Lynching in America / The Lynching of Lloyd Warner

Lynching in America / The Lynching of Lloyd Warner

ID: MO1933112801
Name(s) of People Lynched: Lloyd Warner
Number of People Lynched: 1
Race: Black
Gender: Male
Lynching Date(s): 1933-11-28
Year Marker Erected: 2023
Erected by: Equal Justice Initiative and Buchanan County Community Remembrance Project
City: Saint Joseph
County: Buchanan
State: Missouri

Marker Text: On November 28, 1933, a mob of at least 5,000 white men, women, and youths lynched Lloyd Warner, an 18-year-old Black teenager, in St. Joseph. The mob seized Lloyd from the county jail at 5th and Jules streets, where he was being held on suspicion of a reported assault of a white woman.
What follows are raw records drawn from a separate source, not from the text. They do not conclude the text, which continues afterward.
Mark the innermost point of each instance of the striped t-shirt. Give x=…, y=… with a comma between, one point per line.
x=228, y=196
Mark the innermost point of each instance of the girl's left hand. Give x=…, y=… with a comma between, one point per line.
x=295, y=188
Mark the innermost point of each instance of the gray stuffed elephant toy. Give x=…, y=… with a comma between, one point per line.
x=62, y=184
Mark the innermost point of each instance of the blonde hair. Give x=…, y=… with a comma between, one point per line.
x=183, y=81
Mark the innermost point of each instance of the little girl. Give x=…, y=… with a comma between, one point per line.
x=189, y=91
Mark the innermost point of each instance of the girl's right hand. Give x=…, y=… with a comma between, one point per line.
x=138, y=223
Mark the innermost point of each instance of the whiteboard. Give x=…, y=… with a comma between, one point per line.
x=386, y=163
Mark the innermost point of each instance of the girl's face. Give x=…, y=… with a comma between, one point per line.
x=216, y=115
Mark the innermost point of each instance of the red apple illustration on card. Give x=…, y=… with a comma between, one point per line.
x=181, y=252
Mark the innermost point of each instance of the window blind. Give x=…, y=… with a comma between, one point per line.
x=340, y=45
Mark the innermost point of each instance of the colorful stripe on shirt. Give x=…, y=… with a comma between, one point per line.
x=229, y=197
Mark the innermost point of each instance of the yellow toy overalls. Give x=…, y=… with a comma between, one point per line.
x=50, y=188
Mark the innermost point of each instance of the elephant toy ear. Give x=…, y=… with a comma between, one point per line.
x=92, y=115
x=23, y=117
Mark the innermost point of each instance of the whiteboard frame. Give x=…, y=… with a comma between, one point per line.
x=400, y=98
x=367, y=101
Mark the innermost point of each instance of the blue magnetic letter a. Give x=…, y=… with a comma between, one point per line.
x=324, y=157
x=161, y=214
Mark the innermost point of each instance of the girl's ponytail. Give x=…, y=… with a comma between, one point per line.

Race-based suspicion in this era often targeted Black men and boys after reports of crime, especially those involving white women. Suspicion alone was enough for many white people to presume the guilt of Black people, even in the absence of evidence or due process. Although Lloyd maintained his innocence, the mob besieged the jail for three and a half hours with torches, battering rams, iron pipes, and logs, intent on lynching him. When soldiers arrived in two tanks, the mob resisted, and the soldiers abandoned their duties. Once the mob broke into the jail, the sheriff chose to hand Lloyd over, despite a legal duty to protect him. The mob brutally beat and mutilated Lloyd before white youths hanged him from a tree. Mob members collected pieces of Lloyd’s clothing as “souvenirs” before burning his body. The crowd took pictures next to his remains. Lloyd’s mother was forced to bury her son with no funeral, “no mourners, no ministers, and no flowers.” Despite her efforts to sue the police for handing Lloyd over to be lynched before thousands of witnesses, no redress was given to Lloyd’s family, and no one was held accountable for his lynching.